Actually climbing on the rocks was my favourite part of the day. I did so much of that last year, finding my own route, checking behind me to make sure I could find a route down. Whenever I have a chance I will walk on the rocks rather than the vegetation between them. Again, that’s thanks to Richard’s dad who taught me to trust my boots the soles of which are meant to be sticky on rocks. When there are pebbles on top of rock slabs, or when the rocks are wet, that’s when you have to worry.
As I was descending I came to a spot where there was a good sized height difference to get over a rock and down to the next one. There was a very nice man in front of me and he asked if I needed help. I told him I was just picking my spot. One of the Adventure Canada team members was standing just a little way farther down. I chose the opposite side of the rock to the one taken by the man in front of me. I often talk to myself and I said, “Okay, first foot there, pole there, other foot there.
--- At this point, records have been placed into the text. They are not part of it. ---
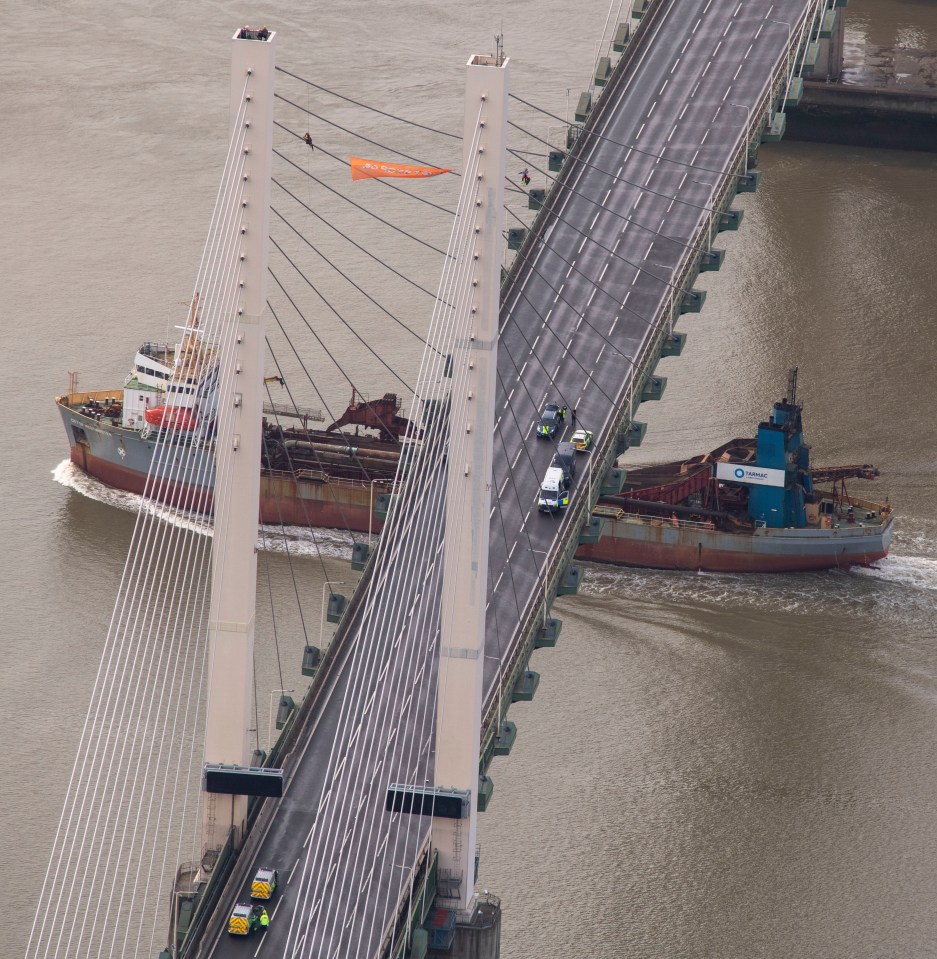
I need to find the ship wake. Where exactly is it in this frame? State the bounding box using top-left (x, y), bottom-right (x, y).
top-left (52, 460), bottom-right (353, 559)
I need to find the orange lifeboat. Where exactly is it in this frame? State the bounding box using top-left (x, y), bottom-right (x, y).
top-left (143, 406), bottom-right (195, 430)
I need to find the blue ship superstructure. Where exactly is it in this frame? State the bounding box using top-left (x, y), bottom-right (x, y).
top-left (746, 399), bottom-right (813, 529)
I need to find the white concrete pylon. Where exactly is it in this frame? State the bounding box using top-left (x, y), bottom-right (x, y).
top-left (202, 28), bottom-right (276, 857)
top-left (433, 55), bottom-right (509, 908)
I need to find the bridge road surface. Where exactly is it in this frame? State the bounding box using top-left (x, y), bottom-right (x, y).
top-left (203, 0), bottom-right (812, 957)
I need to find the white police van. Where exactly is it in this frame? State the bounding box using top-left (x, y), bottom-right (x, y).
top-left (537, 466), bottom-right (569, 513)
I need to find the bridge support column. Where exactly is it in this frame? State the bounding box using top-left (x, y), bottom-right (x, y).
top-left (202, 31), bottom-right (276, 869)
top-left (433, 48), bottom-right (509, 910)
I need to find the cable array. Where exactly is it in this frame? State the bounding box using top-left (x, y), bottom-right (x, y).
top-left (27, 78), bottom-right (260, 959)
top-left (278, 103), bottom-right (486, 956)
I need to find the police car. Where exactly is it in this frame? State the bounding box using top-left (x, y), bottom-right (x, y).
top-left (251, 866), bottom-right (280, 899)
top-left (537, 403), bottom-right (566, 439)
top-left (228, 902), bottom-right (260, 936)
top-left (537, 466), bottom-right (569, 513)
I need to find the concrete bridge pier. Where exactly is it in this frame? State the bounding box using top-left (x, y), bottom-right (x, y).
top-left (810, 8), bottom-right (846, 83)
top-left (426, 893), bottom-right (501, 959)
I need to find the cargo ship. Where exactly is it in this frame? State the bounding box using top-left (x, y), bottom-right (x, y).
top-left (56, 318), bottom-right (409, 532)
top-left (56, 340), bottom-right (893, 573)
top-left (577, 370), bottom-right (893, 573)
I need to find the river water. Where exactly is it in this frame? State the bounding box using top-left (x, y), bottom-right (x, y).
top-left (0, 0), bottom-right (937, 959)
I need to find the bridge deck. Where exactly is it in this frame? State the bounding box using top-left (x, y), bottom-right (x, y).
top-left (203, 0), bottom-right (813, 957)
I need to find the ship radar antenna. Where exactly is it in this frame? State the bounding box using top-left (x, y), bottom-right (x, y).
top-left (787, 366), bottom-right (797, 406)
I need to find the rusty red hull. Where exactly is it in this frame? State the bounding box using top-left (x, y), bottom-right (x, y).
top-left (576, 516), bottom-right (892, 573)
top-left (71, 444), bottom-right (384, 533)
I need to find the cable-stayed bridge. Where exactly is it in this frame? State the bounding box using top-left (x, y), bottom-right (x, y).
top-left (30, 0), bottom-right (834, 957)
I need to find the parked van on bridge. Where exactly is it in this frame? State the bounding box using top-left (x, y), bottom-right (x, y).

Just like that.” Then I looked at the team member and said, rather smugly I admit, “This isn’t my first rodeo.” Her response was, “Clearly!” That felt really good considering the graceless landing I performed the other day. I haven’t taken the bandaid off my knee and most of the time I’m unaware that there is anything out of the ordinary going on with it. I know, I know 1. I’m incredibly lucky and 2. Don’t get cocky!
There’s a common denominator to most the falls I’ve taken in last few years: I catch the toe of my trailing foot and that sends me down. Today I had a few instances where I kicked the rock when I brought me trailing foot through. Instead of telling myself to pick up me feet, I found it more useful to tell myself to raise my toes so that I land with a very pronounced heel strike. When I remembered to do that, it seemed to help. So I’m going to try to be more mindful of my foot strikes in the hopes of remaining vertical for the rest of the trip.
I noticed just now as I checked the schedule on the TV in the room that the plan has changed from what it was a few hours ago. They had a specific landing site picked out and now it just says ‘Devon Island.’ I think we will be booting it for Greenland to stay out of the worst of the winds that are supposed to come in the next few days. As Chris, our expedition leader said at the briefing tonight, “This is not a bus tour.” We were finally able to set foot on Beechey and that’s a major win.
One last thing of note: Marc St. Onge, the geologist, is involved in a project that is trying to narrow down the route Franklin took in the north by matching samples of rocks retrieved from the collection on the Erebus, with rocks from various locations on our route. The partners in this work are The Geological Survey of Canada, Parks Canada, and Adventure Canada. He couldn’t tell us locations because he has signed a non-disclosure agreement that’s binding until the research has been published and peer reviewed, but he did say that as a result of the work last year and this year, there are four new data points on Franklin’s route. A few times this trip two zodiacs have been launched with the purpose of getting to a specific place to collect rock samples. This really is not a bus tour!